Heard on: 2011 July 4 – 5

Delivered on: 2011 July 22

_________________________________________________________________



JUDGMENT

_________________________________________________________________



PARKER J: [1] In this matter, evidence was adduced on both sides of the suit. Mr. Namandje represents the plaintiff, and Mr Van Vuuren the second defendant. There is no appearance by the first defendant in person or by counsel. The reason is that the first defendant passed away before the trial of the action. From the pleadings, the evidence and oral submissions by counsel, it seems to me clear that the essence of the issues at play may be reduced to this critical and crucial question: Is the plaintiff the registered owner of Plots 1746 and 1747 according to the Outapi Town Council. I say ‘Outapi Town Council’ because the land in the present dispute was part of the land controlled and administered by the Ombalantu Tribal (later ‘Traditional’) Authority, but in virtue of the Local Authorities Act, 1992 (Act No. 23 of 1992) that land now lies within the boundaries of the Outapi Town Council; and it has been so since 1997 when Outapi was proclaimed a town in terms of Proclamation No. 14 of 1997 (GG1673, as amended).

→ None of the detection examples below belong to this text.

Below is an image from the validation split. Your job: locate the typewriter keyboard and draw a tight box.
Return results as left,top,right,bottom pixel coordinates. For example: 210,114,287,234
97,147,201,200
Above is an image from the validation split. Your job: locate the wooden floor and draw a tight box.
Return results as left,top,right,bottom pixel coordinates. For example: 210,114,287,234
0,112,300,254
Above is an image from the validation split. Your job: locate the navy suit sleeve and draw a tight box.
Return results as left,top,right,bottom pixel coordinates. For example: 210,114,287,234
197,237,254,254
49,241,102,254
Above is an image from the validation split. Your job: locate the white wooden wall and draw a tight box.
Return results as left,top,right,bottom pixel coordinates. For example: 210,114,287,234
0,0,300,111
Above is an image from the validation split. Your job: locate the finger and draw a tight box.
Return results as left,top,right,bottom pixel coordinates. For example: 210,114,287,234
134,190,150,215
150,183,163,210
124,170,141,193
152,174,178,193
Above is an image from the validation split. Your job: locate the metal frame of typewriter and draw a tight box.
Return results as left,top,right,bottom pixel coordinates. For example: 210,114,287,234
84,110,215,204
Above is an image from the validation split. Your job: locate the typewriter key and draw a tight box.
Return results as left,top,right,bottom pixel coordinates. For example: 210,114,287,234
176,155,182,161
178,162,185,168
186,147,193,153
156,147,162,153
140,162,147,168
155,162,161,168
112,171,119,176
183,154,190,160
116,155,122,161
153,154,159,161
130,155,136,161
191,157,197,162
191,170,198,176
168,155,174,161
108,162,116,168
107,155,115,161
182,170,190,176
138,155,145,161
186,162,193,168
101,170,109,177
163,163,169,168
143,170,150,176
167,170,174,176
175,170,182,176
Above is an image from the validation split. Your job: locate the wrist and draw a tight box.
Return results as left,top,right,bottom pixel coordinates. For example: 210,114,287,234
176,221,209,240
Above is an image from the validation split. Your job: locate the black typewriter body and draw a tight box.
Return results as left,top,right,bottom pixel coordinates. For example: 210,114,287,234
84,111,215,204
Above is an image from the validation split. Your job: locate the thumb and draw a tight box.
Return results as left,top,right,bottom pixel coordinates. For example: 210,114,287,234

[2] I now pass to consider what, according to the plaintiff, forms the legal basis of his contention that he is the registered owner of the said Plots 1746 and 1747. The plaintiff’s contention may be set out briefly as follows. In 1976 the whole piece of land within which Plots 1746 and 1747 are now situate was assigned to him by the then Ombalantu Tribal Authority for an amount of R200.00 as consideration. And how did the plaintiff know the extent of the land that, as he says, was assigned to him by the Ombalantu Tribal Authority? In this regard, the piece of evidence which stood unchallenged at the close of the plaintiff’s testimony, was that after the piece of land had been allocated to him, as aforesaid, a member of the Ombalantu Tribal Authority accompanied him to the land, and as the member indicated to him the extent of the land that had been assigned to him, the plaintiff used a cutlass to cut a path through the thicket to mark the limits of the land so assigned and shown to him. Thereafter, the plaintiff placed ‘traditional trees’ along the path he had cut through the thicket. Some years later, that is, after Namibia’s Independence, he replaced those ‘traditional trees’ with poles and wire-mesh. I shall return to this piece of evidence in due course.



[3] As proof of the aforementioned assignment by the Ombalantu Tribal Authority, the plaintiff relies on a letter under the hand of:



Shilimetindi Annastasia

Secretary

CHIEF: O. Mukulu



The letter, which is dated 10 July 2002, is embossed with the date stamp of the Ombalantu Tribal Authority (Exh 1 (in ‘Oshiwambo’ language), and Exh 2 (in English, translated by a sworn translator)). Exh 2, in material part, reads:



The land of Okavu Super Market at Okavu belongs to Evaristus Nauyala, which was given to him by the Chiefs in the year 1976. N$200.00



[4] As respects Exh 2, it is the submission of Mr Van Vuuren that the letter should not be accepted by the Court as proof of the aforementioned assignment. Why does Mr Van Vuuren so submit? Mr Van Vuuren says that the letter is vague. And why does counsel say so? Counsel argues that all that the letter says is ‘land of Okavu Super Market at Okavu’, and according to counsel, that does not mean the entire piece of land, presently consisting of 21 Plots in terms of the Outapi Town Councils zoned plan (Exh C). Mr Van Vuuren’s argument, as I understand it, is that the letter refers to only the land upon which ‘Okavu Super Market’ sits. It is not in dispute that the plaintiff is the owner of Okavu Supermarket.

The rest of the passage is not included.